As he came after her she grabbed the lectern and sent it crashing down across his path. He tried to jump over it, but the heavy Bible caught between his legs and brought him to his knees. It gave her the precious seconds she needed to reach the window and throw up the sash. She tried to recall what she had seen from this window when she had come to the house in daylight. A high wall, but not too high to be scaled, although her skirts might be a hindrance, but before that there was the drop into the yard. Twelve feet, fifteen perhaps, and she was likely to break a leg in the fall.
‘Stop her!’ screeched Hannah, helping Phineas to his feet. If she was going to jump, it must be now.
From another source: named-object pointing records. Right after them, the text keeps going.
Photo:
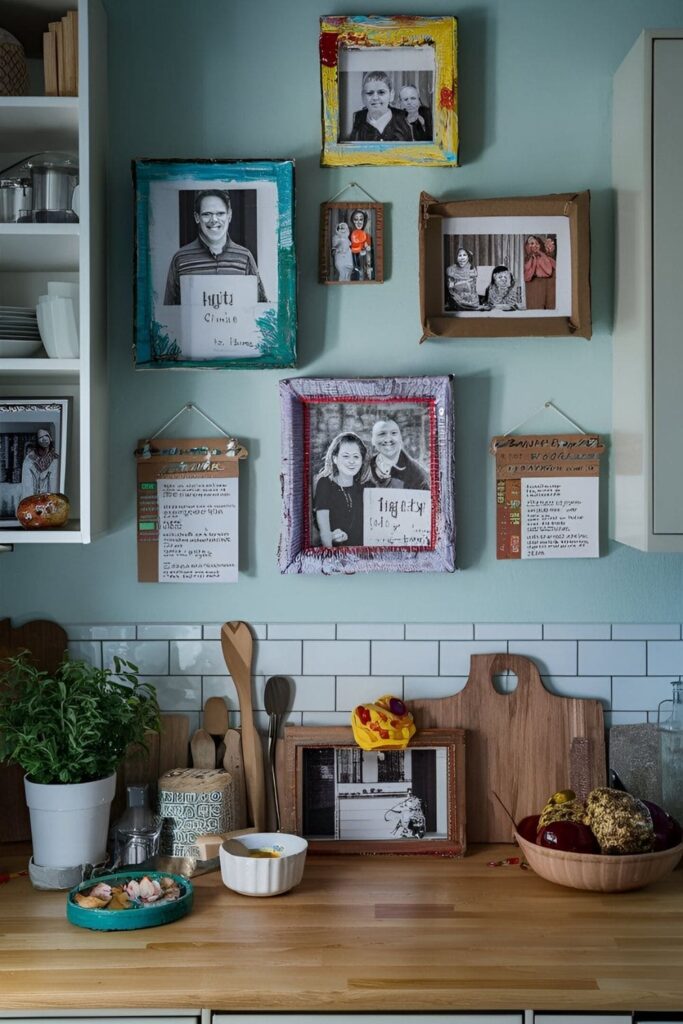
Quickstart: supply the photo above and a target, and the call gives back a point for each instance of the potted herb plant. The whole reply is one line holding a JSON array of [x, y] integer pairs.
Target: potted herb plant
[[69, 731]]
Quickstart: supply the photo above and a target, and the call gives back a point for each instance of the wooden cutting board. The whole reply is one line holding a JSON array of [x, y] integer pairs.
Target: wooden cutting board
[[517, 744], [47, 643]]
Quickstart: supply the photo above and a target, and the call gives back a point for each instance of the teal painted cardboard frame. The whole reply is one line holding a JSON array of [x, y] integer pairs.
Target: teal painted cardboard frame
[[154, 347]]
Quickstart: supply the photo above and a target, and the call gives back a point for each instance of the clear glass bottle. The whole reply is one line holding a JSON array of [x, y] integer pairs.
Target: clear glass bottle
[[671, 739], [137, 832]]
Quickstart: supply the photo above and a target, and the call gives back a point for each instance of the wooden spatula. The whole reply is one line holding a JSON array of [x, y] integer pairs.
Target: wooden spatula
[[237, 644]]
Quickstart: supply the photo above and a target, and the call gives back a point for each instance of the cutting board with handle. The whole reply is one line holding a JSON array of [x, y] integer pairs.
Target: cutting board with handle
[[47, 643], [518, 744]]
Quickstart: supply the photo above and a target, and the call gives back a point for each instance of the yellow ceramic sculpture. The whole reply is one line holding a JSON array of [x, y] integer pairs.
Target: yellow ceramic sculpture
[[387, 724]]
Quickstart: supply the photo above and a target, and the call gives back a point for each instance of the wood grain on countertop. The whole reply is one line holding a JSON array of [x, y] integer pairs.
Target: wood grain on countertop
[[360, 934]]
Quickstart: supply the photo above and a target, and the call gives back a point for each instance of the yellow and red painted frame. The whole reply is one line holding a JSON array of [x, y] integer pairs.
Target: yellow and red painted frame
[[364, 33]]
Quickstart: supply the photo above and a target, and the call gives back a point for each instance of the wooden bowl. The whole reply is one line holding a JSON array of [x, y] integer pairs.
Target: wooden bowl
[[600, 872]]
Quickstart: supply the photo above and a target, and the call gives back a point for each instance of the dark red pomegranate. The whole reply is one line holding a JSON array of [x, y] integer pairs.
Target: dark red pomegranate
[[568, 836], [668, 832], [528, 827]]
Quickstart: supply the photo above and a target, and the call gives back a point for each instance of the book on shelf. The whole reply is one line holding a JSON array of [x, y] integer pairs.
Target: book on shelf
[[60, 56]]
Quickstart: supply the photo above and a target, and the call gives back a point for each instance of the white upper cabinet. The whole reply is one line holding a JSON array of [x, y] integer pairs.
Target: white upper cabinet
[[32, 254], [647, 157]]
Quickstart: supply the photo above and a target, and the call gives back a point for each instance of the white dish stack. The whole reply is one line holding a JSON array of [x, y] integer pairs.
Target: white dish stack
[[58, 320]]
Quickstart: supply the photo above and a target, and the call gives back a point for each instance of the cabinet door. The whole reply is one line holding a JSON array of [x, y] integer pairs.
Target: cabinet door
[[667, 287]]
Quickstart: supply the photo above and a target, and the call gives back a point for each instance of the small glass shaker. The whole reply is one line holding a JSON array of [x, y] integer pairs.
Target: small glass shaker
[[137, 832]]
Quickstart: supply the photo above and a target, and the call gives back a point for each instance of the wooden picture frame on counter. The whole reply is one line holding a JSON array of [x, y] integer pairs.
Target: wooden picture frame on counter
[[505, 267], [345, 800], [388, 510]]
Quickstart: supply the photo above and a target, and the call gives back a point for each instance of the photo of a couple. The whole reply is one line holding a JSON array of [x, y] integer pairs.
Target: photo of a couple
[[373, 448]]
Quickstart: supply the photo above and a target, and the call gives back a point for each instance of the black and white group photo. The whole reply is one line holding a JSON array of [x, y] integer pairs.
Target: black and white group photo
[[387, 94], [351, 794], [507, 272], [370, 473]]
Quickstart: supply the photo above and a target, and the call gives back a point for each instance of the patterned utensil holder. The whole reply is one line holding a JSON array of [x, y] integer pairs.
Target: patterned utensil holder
[[13, 71], [194, 802]]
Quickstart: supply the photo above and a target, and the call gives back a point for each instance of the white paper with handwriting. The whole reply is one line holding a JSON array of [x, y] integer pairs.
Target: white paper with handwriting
[[198, 529], [559, 517]]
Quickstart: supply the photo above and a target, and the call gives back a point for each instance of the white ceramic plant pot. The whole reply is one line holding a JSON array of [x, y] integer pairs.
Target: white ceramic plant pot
[[70, 823]]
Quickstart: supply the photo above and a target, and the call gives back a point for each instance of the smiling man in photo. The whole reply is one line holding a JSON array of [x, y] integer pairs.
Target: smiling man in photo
[[213, 251], [390, 465]]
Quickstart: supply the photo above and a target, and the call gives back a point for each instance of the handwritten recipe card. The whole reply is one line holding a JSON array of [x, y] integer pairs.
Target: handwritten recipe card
[[198, 530]]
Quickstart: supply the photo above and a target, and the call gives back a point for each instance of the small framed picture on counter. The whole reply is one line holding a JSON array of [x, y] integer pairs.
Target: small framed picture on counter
[[33, 451], [215, 268], [345, 800]]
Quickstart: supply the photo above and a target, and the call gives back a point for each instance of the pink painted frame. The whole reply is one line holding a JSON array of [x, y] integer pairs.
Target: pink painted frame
[[295, 553]]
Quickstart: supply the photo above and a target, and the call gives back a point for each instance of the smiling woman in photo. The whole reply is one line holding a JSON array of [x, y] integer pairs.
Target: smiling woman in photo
[[338, 492]]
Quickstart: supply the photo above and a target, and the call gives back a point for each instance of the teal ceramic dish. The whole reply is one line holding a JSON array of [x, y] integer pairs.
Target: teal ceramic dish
[[144, 915]]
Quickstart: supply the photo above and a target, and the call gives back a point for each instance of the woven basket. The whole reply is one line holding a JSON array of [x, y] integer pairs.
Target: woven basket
[[13, 71]]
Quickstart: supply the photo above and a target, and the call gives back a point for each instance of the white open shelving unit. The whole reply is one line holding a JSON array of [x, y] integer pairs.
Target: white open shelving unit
[[33, 254]]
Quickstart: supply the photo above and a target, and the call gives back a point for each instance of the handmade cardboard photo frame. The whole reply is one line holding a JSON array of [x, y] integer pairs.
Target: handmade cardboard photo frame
[[389, 90], [345, 800], [351, 244], [505, 267], [215, 265], [367, 475]]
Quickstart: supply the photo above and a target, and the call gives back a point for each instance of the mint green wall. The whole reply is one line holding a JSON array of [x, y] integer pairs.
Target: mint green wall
[[236, 79]]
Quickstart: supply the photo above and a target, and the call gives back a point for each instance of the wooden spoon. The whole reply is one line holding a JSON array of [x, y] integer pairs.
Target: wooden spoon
[[203, 750], [275, 698], [237, 644]]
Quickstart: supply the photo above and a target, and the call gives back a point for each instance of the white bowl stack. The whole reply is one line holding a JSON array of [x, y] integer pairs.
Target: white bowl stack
[[58, 320]]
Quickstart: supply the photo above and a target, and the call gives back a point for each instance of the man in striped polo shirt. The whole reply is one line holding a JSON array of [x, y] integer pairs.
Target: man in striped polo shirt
[[213, 251]]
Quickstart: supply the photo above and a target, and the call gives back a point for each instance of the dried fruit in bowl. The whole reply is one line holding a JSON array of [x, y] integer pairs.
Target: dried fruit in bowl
[[385, 724]]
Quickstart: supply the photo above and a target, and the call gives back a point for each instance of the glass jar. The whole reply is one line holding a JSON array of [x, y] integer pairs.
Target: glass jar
[[671, 740]]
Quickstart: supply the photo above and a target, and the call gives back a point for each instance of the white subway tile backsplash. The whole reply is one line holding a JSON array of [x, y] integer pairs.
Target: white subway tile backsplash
[[418, 687], [352, 690], [507, 631], [413, 656], [86, 650], [151, 656], [439, 631], [278, 657], [80, 632], [299, 631], [640, 693], [368, 631], [577, 631], [313, 692], [613, 657], [651, 631], [553, 657], [157, 632], [598, 687], [334, 667], [177, 692], [665, 657], [322, 657]]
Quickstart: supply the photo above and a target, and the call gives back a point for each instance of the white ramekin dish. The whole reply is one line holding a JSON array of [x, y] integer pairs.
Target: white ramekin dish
[[263, 876]]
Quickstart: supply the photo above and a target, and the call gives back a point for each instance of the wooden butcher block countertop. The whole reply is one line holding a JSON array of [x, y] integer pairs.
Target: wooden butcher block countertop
[[361, 934]]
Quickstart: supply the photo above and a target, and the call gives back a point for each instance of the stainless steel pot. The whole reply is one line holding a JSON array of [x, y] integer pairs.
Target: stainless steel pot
[[15, 200]]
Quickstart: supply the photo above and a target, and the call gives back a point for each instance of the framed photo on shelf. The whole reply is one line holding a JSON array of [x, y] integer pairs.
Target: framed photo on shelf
[[215, 267], [345, 800], [33, 451], [351, 243], [505, 267], [389, 90], [367, 478]]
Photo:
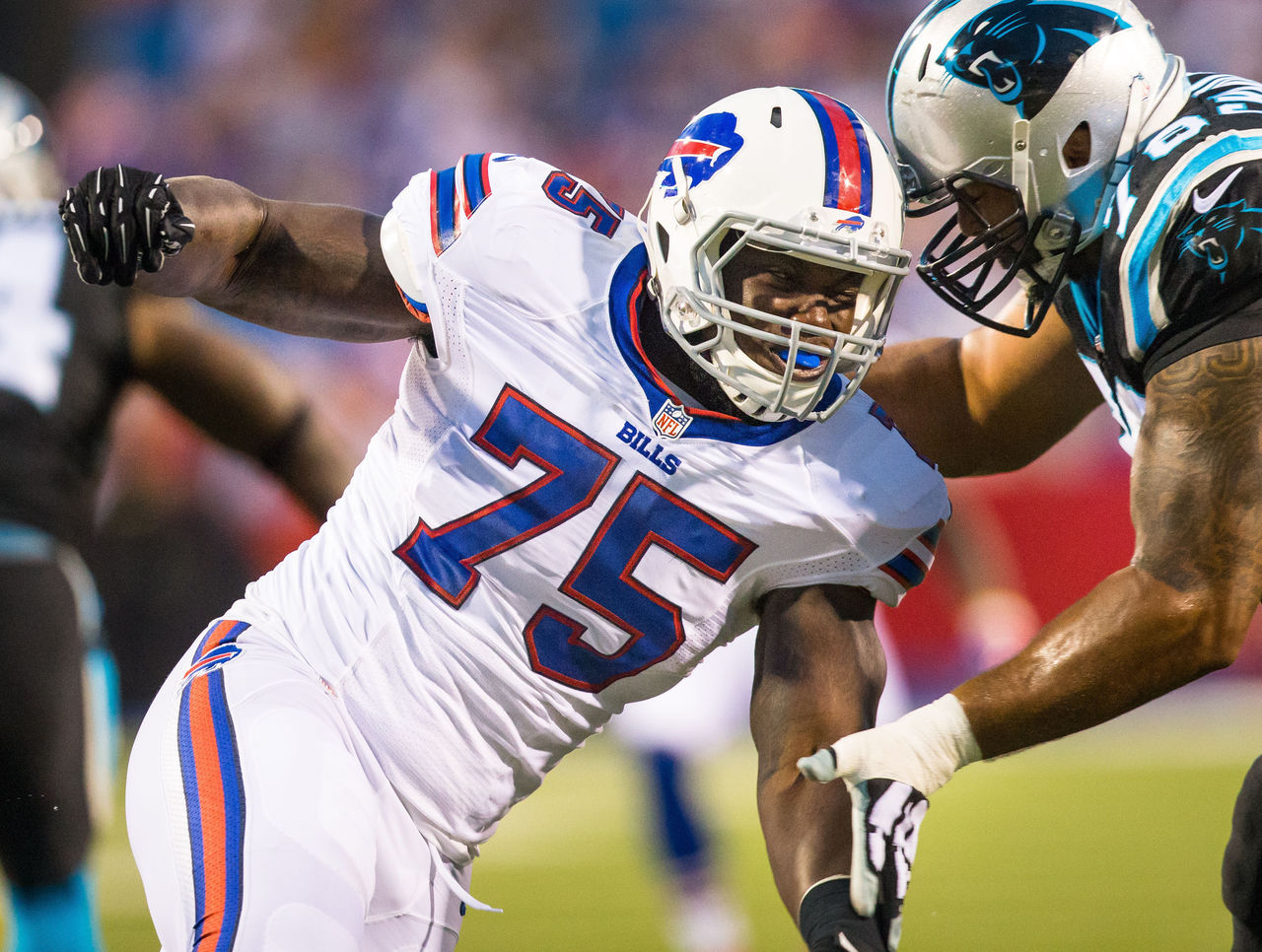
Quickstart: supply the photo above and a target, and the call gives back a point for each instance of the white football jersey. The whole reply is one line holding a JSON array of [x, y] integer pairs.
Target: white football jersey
[[539, 535]]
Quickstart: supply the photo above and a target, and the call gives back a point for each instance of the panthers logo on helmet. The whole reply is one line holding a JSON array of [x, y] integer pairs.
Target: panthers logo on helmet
[[1021, 49], [706, 145], [1218, 234]]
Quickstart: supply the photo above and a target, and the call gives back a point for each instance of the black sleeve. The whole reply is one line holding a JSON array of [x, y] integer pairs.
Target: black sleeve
[[1212, 266]]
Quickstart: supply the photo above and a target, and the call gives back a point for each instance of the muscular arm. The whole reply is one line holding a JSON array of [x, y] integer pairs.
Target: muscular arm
[[1181, 607], [819, 672], [315, 270], [987, 402], [239, 397]]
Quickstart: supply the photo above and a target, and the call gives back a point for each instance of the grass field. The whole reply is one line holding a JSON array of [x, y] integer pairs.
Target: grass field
[[1107, 843]]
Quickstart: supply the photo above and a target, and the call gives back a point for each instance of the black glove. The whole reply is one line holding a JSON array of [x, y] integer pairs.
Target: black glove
[[118, 220], [829, 923], [886, 826]]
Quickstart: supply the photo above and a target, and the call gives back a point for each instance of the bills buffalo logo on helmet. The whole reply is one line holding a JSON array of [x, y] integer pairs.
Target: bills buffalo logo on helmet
[[706, 147], [1218, 234], [1021, 49]]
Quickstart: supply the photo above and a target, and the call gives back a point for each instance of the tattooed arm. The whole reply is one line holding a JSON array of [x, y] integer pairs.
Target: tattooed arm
[[1181, 607]]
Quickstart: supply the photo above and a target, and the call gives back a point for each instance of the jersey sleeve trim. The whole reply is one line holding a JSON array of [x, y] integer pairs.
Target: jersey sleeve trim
[[1144, 312], [455, 195], [910, 567], [1242, 325]]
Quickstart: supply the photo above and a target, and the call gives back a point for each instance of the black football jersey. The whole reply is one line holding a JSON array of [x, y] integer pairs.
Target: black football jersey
[[63, 361], [1179, 266]]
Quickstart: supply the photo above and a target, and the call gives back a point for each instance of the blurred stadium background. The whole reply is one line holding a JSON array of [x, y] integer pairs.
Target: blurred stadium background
[[1107, 842]]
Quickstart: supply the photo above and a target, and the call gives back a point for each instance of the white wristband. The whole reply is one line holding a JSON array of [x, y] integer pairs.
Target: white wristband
[[923, 748]]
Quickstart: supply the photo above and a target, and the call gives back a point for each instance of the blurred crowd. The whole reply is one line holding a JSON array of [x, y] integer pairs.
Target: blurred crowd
[[345, 100]]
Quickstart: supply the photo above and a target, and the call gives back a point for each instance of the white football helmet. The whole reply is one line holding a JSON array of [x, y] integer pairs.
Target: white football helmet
[[27, 167], [992, 91], [787, 170]]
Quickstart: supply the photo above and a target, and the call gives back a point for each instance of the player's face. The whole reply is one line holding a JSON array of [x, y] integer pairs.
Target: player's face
[[985, 206], [806, 292]]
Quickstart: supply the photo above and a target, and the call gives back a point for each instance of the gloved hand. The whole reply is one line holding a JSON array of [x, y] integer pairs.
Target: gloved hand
[[884, 820], [118, 220], [888, 771]]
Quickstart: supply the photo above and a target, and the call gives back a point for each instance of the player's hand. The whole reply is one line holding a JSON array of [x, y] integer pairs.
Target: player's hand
[[884, 822], [888, 772], [120, 220], [884, 827]]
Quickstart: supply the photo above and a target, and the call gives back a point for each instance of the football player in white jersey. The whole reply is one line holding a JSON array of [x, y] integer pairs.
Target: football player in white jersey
[[608, 458]]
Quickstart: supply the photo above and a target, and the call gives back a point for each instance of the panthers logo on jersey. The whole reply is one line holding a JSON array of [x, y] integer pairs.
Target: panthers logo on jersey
[[706, 145], [1217, 235], [1021, 49]]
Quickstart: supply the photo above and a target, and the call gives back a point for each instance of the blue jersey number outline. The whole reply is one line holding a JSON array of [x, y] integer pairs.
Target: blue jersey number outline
[[575, 197], [576, 469]]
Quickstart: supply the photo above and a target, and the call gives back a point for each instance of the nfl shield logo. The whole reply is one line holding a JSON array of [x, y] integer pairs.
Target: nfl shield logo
[[670, 421]]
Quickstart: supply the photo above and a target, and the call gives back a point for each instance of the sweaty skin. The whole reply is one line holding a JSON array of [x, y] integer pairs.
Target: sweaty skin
[[318, 270], [1181, 608]]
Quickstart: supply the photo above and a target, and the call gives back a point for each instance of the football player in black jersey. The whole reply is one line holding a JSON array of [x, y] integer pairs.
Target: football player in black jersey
[[66, 355], [1107, 233]]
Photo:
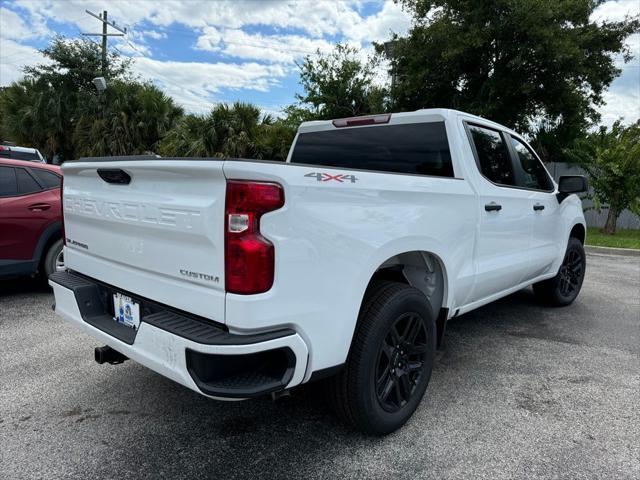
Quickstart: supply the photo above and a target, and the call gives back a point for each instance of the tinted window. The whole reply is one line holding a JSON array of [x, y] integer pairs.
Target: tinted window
[[493, 155], [24, 156], [531, 173], [46, 179], [420, 148], [8, 185], [26, 183]]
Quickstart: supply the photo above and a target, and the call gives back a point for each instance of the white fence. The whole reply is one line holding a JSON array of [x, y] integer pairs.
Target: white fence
[[593, 217]]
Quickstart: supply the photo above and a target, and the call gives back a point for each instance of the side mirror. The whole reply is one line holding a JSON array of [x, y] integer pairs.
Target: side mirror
[[572, 184]]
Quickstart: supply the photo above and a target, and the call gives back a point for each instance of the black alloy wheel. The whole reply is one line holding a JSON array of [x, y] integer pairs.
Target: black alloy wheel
[[400, 362]]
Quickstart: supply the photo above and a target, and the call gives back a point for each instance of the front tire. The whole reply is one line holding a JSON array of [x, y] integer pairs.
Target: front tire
[[564, 288], [390, 361]]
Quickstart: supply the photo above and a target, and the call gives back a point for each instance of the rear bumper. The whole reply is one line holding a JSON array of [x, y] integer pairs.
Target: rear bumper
[[197, 354]]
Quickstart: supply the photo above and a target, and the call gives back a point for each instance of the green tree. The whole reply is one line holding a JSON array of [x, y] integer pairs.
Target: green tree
[[337, 84], [239, 130], [612, 161], [41, 109], [128, 118], [518, 62]]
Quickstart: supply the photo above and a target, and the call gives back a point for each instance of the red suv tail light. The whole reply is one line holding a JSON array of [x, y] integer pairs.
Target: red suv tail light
[[249, 257]]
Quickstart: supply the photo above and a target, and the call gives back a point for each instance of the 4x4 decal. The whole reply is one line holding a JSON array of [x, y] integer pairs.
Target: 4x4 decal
[[327, 177]]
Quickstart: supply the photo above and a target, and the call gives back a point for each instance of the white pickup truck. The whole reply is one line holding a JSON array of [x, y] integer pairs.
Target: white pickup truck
[[238, 278]]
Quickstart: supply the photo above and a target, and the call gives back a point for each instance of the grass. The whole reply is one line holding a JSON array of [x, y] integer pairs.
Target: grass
[[622, 238]]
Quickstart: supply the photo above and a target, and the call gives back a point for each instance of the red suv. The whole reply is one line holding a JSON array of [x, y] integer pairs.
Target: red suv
[[30, 218]]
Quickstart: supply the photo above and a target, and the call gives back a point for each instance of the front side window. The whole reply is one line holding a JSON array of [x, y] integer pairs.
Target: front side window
[[417, 148], [493, 156], [531, 172], [8, 184], [48, 179]]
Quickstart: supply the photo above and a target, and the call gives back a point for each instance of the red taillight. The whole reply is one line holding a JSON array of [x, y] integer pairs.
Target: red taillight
[[64, 237], [249, 257], [359, 121]]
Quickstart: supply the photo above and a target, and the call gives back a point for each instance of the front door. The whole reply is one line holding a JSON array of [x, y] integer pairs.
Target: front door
[[506, 220]]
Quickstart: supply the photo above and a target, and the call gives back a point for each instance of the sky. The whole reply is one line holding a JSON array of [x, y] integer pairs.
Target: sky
[[205, 52]]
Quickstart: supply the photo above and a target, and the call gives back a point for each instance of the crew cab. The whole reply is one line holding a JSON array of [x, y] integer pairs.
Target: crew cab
[[30, 218], [238, 278]]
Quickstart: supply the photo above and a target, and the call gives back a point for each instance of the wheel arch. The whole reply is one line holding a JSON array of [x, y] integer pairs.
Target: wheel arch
[[424, 270], [49, 236], [578, 231]]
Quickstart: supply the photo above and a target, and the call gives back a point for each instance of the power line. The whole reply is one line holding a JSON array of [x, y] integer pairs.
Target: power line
[[105, 24]]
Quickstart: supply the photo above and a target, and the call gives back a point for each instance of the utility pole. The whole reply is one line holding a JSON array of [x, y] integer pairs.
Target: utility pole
[[105, 23]]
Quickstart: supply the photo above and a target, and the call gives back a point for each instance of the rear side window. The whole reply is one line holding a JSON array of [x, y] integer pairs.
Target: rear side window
[[493, 155], [46, 179], [26, 183], [531, 173], [8, 184], [418, 148]]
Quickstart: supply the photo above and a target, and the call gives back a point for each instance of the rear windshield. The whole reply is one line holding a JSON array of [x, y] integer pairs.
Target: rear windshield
[[19, 155], [418, 148]]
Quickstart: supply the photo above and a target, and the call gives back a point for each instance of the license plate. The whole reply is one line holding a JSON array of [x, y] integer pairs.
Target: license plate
[[126, 311]]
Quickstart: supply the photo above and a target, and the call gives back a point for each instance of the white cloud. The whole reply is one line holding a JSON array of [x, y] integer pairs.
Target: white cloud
[[379, 27], [12, 26], [614, 11], [271, 48], [247, 56], [155, 34], [13, 57], [193, 84]]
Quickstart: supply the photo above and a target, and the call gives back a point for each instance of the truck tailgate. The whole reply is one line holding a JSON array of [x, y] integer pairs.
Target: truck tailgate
[[159, 236]]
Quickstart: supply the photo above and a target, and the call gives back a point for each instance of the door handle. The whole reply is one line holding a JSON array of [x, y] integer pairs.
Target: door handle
[[39, 207]]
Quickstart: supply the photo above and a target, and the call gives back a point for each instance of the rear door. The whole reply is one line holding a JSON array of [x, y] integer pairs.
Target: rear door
[[546, 237], [154, 228], [504, 229]]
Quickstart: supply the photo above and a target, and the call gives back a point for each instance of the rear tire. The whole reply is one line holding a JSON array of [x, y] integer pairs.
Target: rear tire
[[53, 260], [564, 288], [382, 384]]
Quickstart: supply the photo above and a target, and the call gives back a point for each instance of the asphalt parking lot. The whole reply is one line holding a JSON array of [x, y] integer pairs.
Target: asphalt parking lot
[[521, 391]]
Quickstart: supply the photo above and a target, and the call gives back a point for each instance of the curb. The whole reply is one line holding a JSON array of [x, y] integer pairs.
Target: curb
[[624, 252]]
Phineas came roaring forward and made a grab for her just as she swung herself over the sill and dropped into the darkness below. Her heart had time to lurch up into her mouth, but no more. Instead of the bone-cracking jolt of hitting the ground, she found herself caught in a pair of strong arms. There was a grunt as someone took the full weight of her fall and she heard a dear, familiar voice mutter, ‘Faith, sweetheart, must you be always escaping from windows?’
Chapter Twelve
‘Ross!’ With a sob, she threw her arms about his neck. ‘What are you doing here?’
Steadying his breath and uttering up a prayer that she was not hurt, he set her on her feet.
‘I’ve just arrived from York with a party of officers to arrest your father. We came to the back of the house to make sure there was no means of escape and saw you at the window. When I realised what you were going to do I thought I should try to catch you.’ His arms tightened. ‘Foolish girl, you might have broken your neck.’
‘I had to get away.’ She shuddered against him. ‘They w-were going to c-cut off my hair.’
He buried his head in the heavy locks falling over his hands, breathing in that subtle fragrance that was all her own. He loved her hair, but the idea of her risking her life to save it brought the rage boiling up.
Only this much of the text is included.